Au bout de six semaines, Uttara et Vadati ont été transférées à la prison du district – toujours sans avoir été formellement inculpées. Là, les rapports sexuels forcés ont cessé, mais les maltraitances et le harcèlement étaient continus. La menace d’être de nouveau violées générait une peur et un stress extrême chez les jeunes filles, au point de les empêcher de dormir la nuit.

Au bout de trois mois, Uttara a été liberée parce que sa famille avait payé 80’000 roupies népalaises (environ 800 USD) à la police. L’adolescente a appris plus tard que sa famille avait dû vendre ses terres pour rassembler l’argent. Elle a été séparée de Vadati mais a plus tard entendu dire que la famille de cette dernière l’avait, elle aussi, faite libérer.

 

Chercher justice malgré la stigmatisation

Au moment des crimes, Uttara ne savait pas ce qu’étaient les violations des droits humains, ni que les policiers pouvaient être punis. Mais le frein le plus important était qu’Uttara n’a pas parlé à sa famille de son viol. Cette crainte d’être mise au ban s’est intensifiée au fil des années.
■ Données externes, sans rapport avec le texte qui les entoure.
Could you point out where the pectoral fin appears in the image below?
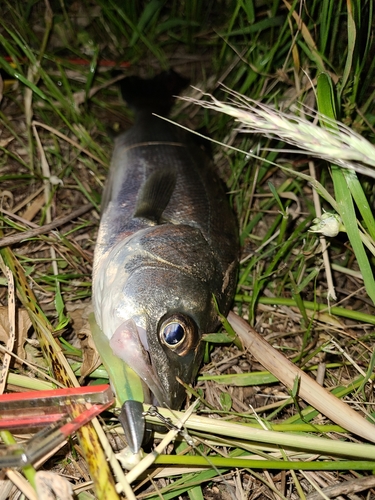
[134,169,176,224]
L’absence d’accès à une assistante juridique gratuite, et le fait que le conflit continuait de faire rage au Népal, ont davantage entravé sa quête de justice et de réparations.

En juin 2016, grâce à l’aide d’une avocate, Uttara s’est décidée à porter son cas à l’attention du Comité vérité et réconciliation du Népal. Malheureusement, cinq ans après le dépôt de sa plainte, elle n’a reçu aucune information sur son avancée.

C’est ainsi qu’en juin 2021, le Human Rights and Justice Centre et TRIAL International ont aidé Uttara à saisir la Rapporteur spécial des Nations Unies sur les violences contre les femmes. La victime et les deux organisations espèrent que cette affaire attirera l’attention sur les difficultés structurelles qui empêchent les victimes de violences sexuelles à obtenir justice au Népal.

En effet, au Népal, peu de femmes et de filles ont connaissance de leurs droits et des mécanismes d’accès à la justice. Les méthodes d’enquête des institutions gouvernementales sur les violences faites aux femmes ne tiennent pas compte de ces spécificités liées aux genres. Le Népal n’a toujours pas adopté de mesures permettant de garantir la compensation, la réhabilitation et la protection des victimes de violences sexuelles en temps de conflit.